То, что почему-то сразу бросилось в глаза Рене — это пятна и вмятины на входной панели, огибающей створки шлюза. Видеоканал подсветил отсек выхода приглушённым жёлтым сиянием, что вкупе с чернильно-красным свечением самой ночной планеты, упавшей в ночь, особенно ярко подчеркнуло богатое прошлое КЭПа.
«Как-то мы уж сильно его… эксплуатировали», — рассеянно подумала Рене, и оглянулась на свой нынешний экипаж. Ни на широком лице Полянского, ни на испачканной шоколадом морде Кена, она не заметила страха. Тем удивительнее было ощущение, что в тишине отдыхающего от полёта модуля, у присутствующих вдруг зазвенели нервы, натянутые в напряжении.
Она опять посмотрела на экран.
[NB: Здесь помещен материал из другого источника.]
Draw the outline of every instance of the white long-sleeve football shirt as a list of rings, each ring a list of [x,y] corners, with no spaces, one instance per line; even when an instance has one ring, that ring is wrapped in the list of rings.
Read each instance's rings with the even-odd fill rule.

И увидела картину, которая не оставляла сомнений: и в этой дипломатической экспедиции что-то резко пошло не так.
Залитый жёлтым светом сигнальных фонарей у входного шлюза кособоко переминался с лапы на лапу сородич Кена. Защитный костюм республиканца Лься на нём был наполовину расстёгнут и едва держался на плечах, обнажая сумчатую складку на впалом животе. Морда монстра, играющая роль шлема, свалилась за спину и скалилась жуткими клыками, запрокинутыми в небо.
А ещё всю фигуру маленького кенгуру-крыса странно перекосило в сторону, но только минуту спустя Рене поняла: он изо всех сил старался удержать в своих крошечных лапках тяжёлый плазмоган, очень знакомой землянам конфигурации. Льсянин покачнулся, пятно света попало на одно из самых мощных индивидуальных орудий, и Рене поняла, что так оно есть. В лапах соотечественник Кена держал «Теслу-11».
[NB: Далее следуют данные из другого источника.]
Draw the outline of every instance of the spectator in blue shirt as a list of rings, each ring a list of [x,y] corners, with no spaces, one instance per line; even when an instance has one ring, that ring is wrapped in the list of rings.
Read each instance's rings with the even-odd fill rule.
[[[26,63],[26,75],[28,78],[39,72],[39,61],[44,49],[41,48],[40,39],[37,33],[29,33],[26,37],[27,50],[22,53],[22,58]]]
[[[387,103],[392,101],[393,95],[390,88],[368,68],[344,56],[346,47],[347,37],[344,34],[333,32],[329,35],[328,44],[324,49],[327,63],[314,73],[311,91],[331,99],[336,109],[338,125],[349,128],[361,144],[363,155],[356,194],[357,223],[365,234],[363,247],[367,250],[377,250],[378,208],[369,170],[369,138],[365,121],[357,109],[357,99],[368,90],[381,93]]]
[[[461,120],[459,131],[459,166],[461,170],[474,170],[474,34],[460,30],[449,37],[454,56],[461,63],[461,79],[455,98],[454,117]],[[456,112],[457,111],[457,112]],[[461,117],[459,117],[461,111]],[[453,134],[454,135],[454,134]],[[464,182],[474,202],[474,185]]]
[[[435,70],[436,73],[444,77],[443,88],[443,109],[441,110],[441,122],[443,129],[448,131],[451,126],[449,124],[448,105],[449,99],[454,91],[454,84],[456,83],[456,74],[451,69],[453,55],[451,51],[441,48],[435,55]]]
— Полянский? — Рене повернулась к своему правому, и тот виновато отвёл глаза. Да, подстраховавшись, он обвешался всем, что смог унести из арсенала КЭПа, но так взмок, сгружая аппаратуру в республиканское «яйцо», что, кажется, на минуту отцепил от себя часть амуниции и… И оставил на звездолёте льсян. Где-то там, у самого стыковочного модуля. Переходный шлюз они задраили, и плазменный «Тесла» … Да, он остался на другой стороне, и сейчас тянул к пустынной поверхнности чужой планеты маленького, но, кажется, решительно настроенного республиканца.
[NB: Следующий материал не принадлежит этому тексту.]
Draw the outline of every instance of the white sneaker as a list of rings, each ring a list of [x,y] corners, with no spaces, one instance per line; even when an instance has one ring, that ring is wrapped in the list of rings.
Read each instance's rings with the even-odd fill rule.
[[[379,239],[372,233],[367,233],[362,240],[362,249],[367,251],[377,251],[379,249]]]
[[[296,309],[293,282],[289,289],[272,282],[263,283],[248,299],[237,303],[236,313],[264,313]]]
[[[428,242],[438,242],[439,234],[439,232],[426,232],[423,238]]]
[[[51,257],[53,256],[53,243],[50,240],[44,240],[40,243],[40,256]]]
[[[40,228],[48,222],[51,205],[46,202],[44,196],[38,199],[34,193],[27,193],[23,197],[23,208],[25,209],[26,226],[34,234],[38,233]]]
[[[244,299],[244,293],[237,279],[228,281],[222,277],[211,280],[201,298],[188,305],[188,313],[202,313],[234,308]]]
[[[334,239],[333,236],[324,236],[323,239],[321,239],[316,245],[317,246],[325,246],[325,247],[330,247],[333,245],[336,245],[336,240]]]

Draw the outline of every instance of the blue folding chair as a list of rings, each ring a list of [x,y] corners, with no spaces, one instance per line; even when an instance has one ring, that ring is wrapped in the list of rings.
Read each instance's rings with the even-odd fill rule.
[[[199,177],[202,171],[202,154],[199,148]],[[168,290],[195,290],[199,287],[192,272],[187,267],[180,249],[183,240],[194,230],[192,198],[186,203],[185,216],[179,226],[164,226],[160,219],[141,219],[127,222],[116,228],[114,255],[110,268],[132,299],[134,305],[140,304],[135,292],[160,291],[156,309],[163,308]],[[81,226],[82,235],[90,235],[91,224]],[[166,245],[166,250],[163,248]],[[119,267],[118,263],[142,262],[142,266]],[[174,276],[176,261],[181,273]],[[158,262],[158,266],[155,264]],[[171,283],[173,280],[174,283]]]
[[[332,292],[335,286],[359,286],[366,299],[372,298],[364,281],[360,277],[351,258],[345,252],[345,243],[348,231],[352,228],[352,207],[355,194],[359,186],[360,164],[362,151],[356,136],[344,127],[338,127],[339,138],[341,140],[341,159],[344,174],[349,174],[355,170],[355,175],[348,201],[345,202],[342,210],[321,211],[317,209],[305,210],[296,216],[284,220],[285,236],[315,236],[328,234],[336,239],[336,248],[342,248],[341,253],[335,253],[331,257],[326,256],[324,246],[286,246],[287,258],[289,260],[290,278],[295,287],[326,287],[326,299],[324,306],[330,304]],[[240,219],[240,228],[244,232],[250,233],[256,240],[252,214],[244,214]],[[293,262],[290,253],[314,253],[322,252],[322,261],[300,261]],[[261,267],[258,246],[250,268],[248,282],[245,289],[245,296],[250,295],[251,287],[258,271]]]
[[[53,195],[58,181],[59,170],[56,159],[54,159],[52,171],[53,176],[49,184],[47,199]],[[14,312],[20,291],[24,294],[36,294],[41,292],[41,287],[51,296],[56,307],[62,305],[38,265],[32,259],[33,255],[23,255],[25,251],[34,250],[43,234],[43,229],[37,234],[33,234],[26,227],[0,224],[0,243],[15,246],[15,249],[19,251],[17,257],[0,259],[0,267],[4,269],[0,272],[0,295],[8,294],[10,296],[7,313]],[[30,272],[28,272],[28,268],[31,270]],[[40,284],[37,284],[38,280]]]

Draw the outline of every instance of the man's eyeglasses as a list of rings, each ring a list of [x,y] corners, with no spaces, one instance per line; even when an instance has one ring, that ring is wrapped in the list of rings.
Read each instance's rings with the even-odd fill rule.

— Это твой экипаж? — Рене перестала хватать ртом воздух от возмущения, и повернулась к Кену. — Почему он с нашим оружием? Не похоже, что он нашёл его в песочнице и решил вернуть владельцу… Впускаем?
Спросила она Полянского. Что-то внутри неё завопило: «Нет!». Ким тут же замотал головой. Кен тоже не горел желанием встретиться с напарником.
— Это невозможно, — металлический скрежет переводчика Кена сорвался в пронзительный шёпот, — Он не может дышать — вот так. Он бы умер через десять минут в защитном шлеме, и через три минуты — без него. И ещё одно невозможно. Лься никогда не используют оружие. Мы не знаем даже, с какой стороны взять такую штуковину.
В голове у Рене пронеслась жуткая маска защитного костюма республиканца Лься, и она сразу же поверила: льсяне обходятся подручными средствами для отпугивания потенциальных противников. Для отпугивания. Не для убийства.
Что-то ещё было не так. Секундой позже Рене поняла, что незнакомый льсянин открывает и закрывает рот, не издав ни звука.
— Включи наконец-то громкость, Полянский!
Виноватый Ким метнулся к пульту, и кают-компанию, куда велась трансляция происходящего у задраенного трапа, огласили странные звуки. Ощущение было такое, что птичий клёкот срывался то в топотание мелких лапок, то в почти змеиное шипение.
— Переводи! — Рене устало посмотрела на льсянина. Устала она уже заранее, потому что седьмым чувством и немного — пятой точкой — ощущала: всё только начинается.
Вид у Кена стал растерянный, насколько может быть растерянной крысиная морда.
— Он говорит совершенно невозможные и непонятные вещи.
— Например?
— Кричит, что у него забрали нечто очень важное. Продолжение бесконечности. Часть организма. Или забрали ребёнка… Кто-то потерялся. Или сбежал. Или его забрали. Как-то так, я плохо понимаю.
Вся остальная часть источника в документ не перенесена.